Twelve days into the new year, Pete’s Greens, a year-round organic vegetable farm in Craftsbury, Vt., suffered an unthinkable loss. When owner Pete Johnson ’97 went back to bed after helping to load a truck with fresh produce at 3 a.m., he never imagined that he would wake up less than two hours later to a real life nightmare: the main barn engulfed in flames. Seeing the orange glow from his window, he immediately called the fire department and proceeded to move nearby tractors and trucks away from the flames. Then, he simple had to wait.
“By the time they [the fire department] got here, it was past its peak,” said Johnson. “It was mostly just a containment thing.”
The farm lost all of its harvested crops, vegetable washing and processing equipment, coolers and freezers, some of which were full of meat, tractors and other equipment. Johnson managed to keep a few potatoes that had survived the fire and he can use their seeds for next season’s planting. Many root crops made it as well, but Johnson said they were “mixed in with burnt foam and melted crates and charred wood,” and “did not smell right.”
Currently, Pete’s Greens can still run its greenhouses and it continues to sell produce to a wide variety of buyers, including co-ops, chain grocery stores and restaurants as far as Boston and New York. It also has a stand at the farmer’s market in Montpelier, Vt. Yet the farm’s Good Eats program, which is based on the CSA (community supported agriculture) model and provides customers with fresh produce each week, is on hold temporarily, as there is little produce to deliver.

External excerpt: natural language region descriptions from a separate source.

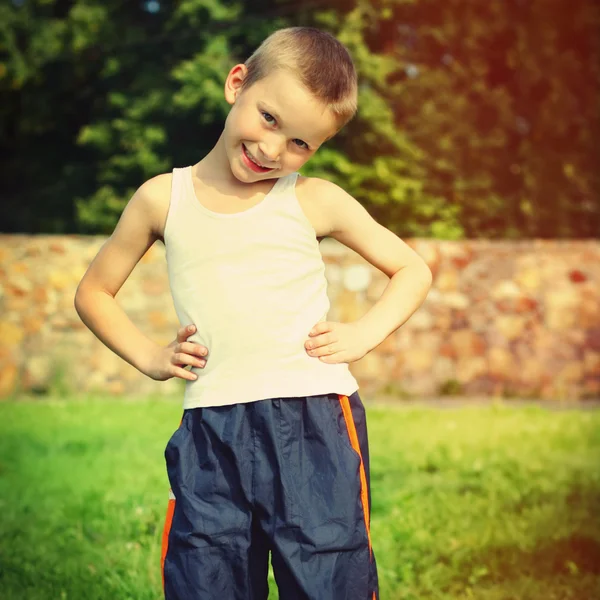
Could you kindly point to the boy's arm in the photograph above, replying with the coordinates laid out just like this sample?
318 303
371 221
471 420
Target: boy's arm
410 277
137 229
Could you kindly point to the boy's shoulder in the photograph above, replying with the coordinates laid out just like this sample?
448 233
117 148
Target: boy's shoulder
155 194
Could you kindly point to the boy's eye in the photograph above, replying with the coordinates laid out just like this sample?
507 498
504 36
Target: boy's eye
269 122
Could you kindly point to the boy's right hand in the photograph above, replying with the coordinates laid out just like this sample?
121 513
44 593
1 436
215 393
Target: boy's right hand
169 361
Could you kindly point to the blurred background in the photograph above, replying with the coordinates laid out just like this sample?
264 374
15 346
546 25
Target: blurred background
477 140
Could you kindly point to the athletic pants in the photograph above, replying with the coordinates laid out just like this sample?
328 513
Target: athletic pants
289 476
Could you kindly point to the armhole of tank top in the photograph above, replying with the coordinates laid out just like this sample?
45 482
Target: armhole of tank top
176 189
296 201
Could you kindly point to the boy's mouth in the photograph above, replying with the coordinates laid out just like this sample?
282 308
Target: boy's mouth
252 163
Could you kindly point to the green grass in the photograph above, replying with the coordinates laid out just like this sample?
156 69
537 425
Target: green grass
492 503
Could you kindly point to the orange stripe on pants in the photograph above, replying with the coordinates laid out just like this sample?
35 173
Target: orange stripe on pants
165 540
364 497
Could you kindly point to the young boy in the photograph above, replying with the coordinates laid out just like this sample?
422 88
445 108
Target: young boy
271 454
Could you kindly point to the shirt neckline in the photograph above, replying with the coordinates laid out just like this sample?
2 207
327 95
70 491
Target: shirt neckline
217 215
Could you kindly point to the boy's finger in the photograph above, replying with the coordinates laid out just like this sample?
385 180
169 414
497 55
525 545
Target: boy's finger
186 331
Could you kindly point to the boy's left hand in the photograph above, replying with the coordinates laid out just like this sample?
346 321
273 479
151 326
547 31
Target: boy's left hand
334 342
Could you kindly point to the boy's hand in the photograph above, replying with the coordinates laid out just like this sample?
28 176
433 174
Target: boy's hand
169 361
333 342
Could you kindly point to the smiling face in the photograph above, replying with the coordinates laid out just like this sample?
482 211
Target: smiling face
276 121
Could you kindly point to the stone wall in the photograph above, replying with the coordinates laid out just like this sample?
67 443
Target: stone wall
502 318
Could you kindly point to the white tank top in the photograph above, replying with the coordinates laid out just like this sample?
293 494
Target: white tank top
253 283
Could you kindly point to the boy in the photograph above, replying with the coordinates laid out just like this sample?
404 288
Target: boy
271 454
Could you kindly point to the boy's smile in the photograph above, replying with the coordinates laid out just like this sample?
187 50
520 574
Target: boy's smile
273 128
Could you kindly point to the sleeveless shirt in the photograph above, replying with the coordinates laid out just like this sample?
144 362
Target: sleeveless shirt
253 283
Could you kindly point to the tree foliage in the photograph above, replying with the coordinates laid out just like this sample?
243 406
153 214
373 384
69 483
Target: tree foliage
475 118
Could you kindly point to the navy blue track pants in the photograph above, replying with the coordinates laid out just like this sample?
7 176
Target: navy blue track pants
289 476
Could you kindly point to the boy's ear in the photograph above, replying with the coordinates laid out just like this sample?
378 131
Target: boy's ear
234 81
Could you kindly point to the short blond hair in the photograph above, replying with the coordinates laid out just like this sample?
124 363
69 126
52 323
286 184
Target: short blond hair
321 63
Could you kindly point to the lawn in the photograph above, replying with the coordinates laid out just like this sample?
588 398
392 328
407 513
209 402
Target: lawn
492 503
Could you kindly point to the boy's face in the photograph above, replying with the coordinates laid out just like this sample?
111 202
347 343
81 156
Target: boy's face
280 124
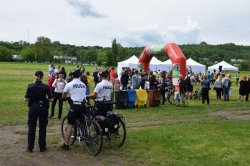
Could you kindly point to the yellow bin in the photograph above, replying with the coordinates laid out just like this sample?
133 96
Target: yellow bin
142 97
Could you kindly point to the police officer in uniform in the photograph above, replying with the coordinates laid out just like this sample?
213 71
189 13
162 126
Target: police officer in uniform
77 91
38 109
103 92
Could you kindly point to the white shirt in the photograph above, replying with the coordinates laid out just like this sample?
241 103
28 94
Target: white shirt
76 89
59 85
104 89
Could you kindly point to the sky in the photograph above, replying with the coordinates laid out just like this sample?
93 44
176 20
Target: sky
131 22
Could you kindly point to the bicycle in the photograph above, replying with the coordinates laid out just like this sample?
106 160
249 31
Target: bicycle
112 124
87 131
169 94
197 94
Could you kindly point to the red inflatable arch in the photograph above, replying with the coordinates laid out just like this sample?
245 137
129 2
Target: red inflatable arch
171 50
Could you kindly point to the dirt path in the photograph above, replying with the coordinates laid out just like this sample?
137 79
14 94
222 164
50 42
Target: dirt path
13 140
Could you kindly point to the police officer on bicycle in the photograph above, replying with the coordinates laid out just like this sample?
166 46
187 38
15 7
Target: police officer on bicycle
77 91
38 109
103 93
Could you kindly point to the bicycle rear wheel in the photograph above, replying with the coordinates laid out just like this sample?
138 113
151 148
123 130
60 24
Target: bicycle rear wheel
93 137
118 137
64 129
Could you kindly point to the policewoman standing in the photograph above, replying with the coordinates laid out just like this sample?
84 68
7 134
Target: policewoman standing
38 96
103 92
77 91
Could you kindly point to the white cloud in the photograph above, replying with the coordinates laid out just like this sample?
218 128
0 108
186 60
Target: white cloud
154 34
85 8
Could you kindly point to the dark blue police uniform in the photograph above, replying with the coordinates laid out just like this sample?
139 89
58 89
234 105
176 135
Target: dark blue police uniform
38 109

While the cause is not confirmed, Johnson and his crew think that the farm’s three-phase converter, a piece of equipment that converts energy to operate machinery, blew up and sparked the fire.

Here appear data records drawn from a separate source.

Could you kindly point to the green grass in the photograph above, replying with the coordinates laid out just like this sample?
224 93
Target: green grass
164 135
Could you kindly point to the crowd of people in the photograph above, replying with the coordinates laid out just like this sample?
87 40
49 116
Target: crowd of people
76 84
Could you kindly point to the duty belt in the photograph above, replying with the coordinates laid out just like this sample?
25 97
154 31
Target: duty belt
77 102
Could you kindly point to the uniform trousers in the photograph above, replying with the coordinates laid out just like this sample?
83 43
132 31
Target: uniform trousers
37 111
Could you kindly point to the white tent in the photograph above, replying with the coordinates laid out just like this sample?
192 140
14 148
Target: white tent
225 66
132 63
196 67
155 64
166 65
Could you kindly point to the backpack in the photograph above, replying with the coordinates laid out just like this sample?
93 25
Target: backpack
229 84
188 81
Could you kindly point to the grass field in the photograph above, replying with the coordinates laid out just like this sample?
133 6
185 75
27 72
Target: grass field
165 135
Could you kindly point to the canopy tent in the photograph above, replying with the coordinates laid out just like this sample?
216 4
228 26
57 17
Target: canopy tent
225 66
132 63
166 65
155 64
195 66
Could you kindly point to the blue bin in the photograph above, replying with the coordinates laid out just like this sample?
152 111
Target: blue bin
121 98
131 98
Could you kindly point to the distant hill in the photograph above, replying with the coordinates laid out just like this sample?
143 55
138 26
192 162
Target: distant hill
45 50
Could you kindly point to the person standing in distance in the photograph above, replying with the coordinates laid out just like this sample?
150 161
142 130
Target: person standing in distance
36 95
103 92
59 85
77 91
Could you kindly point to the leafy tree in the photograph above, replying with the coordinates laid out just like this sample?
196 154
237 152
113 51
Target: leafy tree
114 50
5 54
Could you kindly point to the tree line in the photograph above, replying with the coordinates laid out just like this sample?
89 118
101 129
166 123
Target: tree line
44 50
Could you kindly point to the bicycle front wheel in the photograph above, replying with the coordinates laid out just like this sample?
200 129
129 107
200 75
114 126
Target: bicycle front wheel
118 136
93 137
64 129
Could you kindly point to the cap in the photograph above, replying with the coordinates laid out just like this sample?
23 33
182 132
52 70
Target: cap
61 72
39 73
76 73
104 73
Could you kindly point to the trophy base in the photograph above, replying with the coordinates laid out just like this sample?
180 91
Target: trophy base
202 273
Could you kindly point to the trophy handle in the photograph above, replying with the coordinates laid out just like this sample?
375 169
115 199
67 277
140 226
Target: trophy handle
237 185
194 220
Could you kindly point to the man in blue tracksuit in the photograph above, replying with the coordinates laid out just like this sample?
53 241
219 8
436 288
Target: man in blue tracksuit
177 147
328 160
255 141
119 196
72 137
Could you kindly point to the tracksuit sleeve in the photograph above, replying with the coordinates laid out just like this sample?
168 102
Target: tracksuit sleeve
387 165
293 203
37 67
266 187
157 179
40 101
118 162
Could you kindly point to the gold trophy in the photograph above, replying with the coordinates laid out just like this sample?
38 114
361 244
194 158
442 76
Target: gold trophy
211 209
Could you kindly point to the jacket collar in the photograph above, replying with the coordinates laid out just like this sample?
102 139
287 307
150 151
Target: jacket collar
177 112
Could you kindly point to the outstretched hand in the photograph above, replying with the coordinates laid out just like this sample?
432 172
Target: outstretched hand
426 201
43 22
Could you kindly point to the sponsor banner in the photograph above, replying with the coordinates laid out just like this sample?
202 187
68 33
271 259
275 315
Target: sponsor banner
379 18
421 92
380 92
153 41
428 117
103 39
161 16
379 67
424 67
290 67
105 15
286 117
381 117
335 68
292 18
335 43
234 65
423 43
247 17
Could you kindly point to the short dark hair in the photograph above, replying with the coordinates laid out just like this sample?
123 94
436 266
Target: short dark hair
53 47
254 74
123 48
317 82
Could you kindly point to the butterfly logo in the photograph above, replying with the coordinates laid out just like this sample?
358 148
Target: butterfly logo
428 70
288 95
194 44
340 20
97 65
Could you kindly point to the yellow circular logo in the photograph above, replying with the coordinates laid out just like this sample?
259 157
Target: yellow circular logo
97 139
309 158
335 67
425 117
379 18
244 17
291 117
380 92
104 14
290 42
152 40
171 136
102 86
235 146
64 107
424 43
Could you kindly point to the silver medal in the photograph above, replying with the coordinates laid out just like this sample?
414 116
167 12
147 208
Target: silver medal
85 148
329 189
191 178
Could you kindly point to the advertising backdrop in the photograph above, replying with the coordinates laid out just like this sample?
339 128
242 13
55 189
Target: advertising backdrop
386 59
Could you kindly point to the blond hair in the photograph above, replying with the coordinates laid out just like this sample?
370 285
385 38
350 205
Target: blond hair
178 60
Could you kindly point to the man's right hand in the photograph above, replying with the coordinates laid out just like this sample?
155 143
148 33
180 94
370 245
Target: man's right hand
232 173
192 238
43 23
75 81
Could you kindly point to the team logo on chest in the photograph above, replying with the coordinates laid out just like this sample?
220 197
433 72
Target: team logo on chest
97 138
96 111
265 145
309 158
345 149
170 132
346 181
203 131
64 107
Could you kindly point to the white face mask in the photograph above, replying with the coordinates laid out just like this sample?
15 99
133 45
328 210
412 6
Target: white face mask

The barn, which had been undergoing construction for a new addition, was underinsured.
“Insurance is kind of expensive and easy to skimp on,” said Johnson. “Vegetable farming is not the most profitable venture around. You kind of cut some corners here and there. That was unfortunate but probably not too uncommon.”
Johnson, who started Pete’s Greens in 1995 and bought the farm’s current 190 acres in 2003, is looking ahead. Construction of the farm’s new barn started in early March, and will most likely be completed by June. According to Johnson, who build a solar greenhouse at the College for his senior thesis, the new structure will be “a pretty ecologically sound building,” with a renewable energy component. He is considering either burning wood or installing solar panels.

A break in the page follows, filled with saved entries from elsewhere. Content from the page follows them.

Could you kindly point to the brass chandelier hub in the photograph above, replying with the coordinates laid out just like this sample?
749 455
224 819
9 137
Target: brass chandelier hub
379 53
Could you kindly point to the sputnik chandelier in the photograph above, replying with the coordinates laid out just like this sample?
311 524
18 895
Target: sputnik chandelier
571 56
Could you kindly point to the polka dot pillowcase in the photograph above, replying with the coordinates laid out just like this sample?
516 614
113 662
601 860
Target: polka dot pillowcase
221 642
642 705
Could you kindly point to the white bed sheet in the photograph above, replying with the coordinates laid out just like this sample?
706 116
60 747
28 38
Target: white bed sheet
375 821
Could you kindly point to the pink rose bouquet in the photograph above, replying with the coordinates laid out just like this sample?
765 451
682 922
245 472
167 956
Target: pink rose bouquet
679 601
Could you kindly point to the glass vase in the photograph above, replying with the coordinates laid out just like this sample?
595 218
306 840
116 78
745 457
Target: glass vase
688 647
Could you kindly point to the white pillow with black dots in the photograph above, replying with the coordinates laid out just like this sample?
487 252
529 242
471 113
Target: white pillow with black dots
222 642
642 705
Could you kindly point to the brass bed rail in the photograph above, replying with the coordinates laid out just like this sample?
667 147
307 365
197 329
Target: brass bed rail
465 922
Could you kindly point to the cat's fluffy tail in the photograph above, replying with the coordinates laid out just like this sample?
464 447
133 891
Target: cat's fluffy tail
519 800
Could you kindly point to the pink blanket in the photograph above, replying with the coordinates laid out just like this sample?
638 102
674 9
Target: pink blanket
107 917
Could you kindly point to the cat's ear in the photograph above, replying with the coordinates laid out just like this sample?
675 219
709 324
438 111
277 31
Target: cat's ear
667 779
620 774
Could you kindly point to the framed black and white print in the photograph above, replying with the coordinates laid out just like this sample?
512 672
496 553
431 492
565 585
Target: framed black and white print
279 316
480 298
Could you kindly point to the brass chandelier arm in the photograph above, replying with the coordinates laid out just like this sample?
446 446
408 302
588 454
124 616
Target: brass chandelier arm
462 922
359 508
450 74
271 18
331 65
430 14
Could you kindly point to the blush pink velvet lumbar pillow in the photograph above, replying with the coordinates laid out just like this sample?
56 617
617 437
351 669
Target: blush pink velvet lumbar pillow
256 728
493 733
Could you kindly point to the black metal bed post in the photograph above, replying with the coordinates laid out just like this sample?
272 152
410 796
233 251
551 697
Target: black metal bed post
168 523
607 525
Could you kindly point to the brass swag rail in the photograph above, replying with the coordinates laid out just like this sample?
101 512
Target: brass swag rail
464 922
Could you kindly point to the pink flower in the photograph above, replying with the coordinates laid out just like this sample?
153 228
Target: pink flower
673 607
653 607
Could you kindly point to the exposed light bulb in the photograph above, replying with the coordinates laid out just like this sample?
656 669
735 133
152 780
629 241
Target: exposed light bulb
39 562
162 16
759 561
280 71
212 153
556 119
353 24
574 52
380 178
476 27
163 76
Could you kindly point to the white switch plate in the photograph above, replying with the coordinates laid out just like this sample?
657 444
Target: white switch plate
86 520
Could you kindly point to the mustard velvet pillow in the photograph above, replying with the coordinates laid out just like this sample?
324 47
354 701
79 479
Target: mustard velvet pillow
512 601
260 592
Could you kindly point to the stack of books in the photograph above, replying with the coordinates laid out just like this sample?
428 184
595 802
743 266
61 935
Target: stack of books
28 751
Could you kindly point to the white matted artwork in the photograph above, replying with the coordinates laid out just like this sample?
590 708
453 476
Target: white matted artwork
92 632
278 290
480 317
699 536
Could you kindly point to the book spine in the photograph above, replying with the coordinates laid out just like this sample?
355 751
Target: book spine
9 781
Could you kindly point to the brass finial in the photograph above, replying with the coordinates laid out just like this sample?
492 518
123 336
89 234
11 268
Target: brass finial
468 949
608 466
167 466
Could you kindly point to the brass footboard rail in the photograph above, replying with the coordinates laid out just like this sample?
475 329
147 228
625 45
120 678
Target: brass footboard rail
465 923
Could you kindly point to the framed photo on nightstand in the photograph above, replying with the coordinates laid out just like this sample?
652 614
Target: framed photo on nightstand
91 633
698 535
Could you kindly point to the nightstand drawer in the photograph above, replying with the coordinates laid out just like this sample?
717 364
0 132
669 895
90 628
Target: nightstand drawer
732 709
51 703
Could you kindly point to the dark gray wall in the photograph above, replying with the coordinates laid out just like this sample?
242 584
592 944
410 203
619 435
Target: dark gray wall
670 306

“We are really excited,” he said. “The planning has been fun. We have learned a lot.”
Other groups have played an important role in the barn’s construction as well. Johnson and his farm crew are extremely grateful for the community support after the fire, both financially and emotionally. In addition to letters and cards of support from customers, local organizations have stepped up fundraising efforts for the farm. A benefit concert at Higher Ground in Burlington, Vt. raised about $25,000 for the reconstruction. The Mad River Valley Localvores, a group that encourages people in the area to eat locally, organized an online auction that allowed businesses and individuals to donate items or to place a bid. The auction brought in over $65,000, said the group’s co-founder, Robin McDermott.
McDermott, a Wakefield, Vt. resident and a friend of Johnson, organized the auction along with Nancy Baron, former CSA manager at Pete’s Greens. The two wanted to give people an opportunity to help the farm in an easy way. According to McDermott, the auction, which ran for just one week, raised, “the most amount of money in the least amount of time with the least amount of work.”
“Pete’s Greens is such an important member of the farming community,” said McDermott. “Pete’s … the guy that’s led the way. He’s kind of like the role model. He needs to be up and running to continue to be that role model.”
Even others outside the community have reached out. Though the Middlebury Natural Foods Co-op (MNFC) purchases only $6,000 or $7,000 worth of produce from Pete’s Greens per year (a relatively small amount), general manager Glenn Lower supported the Localvore’s online auction and other fundraising efforts. The College even helped publicize the auction McDermott set up by advertising it on the College’s Facebook profile.
Generally, support from the community has been overwhelming for Johnson.
“It’s been way beyond what I’ve imagined,” he said. “It just really feels like people are rooting for us.”
In keeping with the local spirit, Johnson plans to “pay it forward” in two or three years by starting a fund for other farms that have sustained similar disasters and for school programs. After seeing the Localvore’s success, he is also considering organizing an online auction.
“We are hopefully turning this bad event … to build a movement to support small ag[riculture] in the state,” said Johnson. “It was given with such care and love and needs to come back around. It really needs to keep doing its good work.”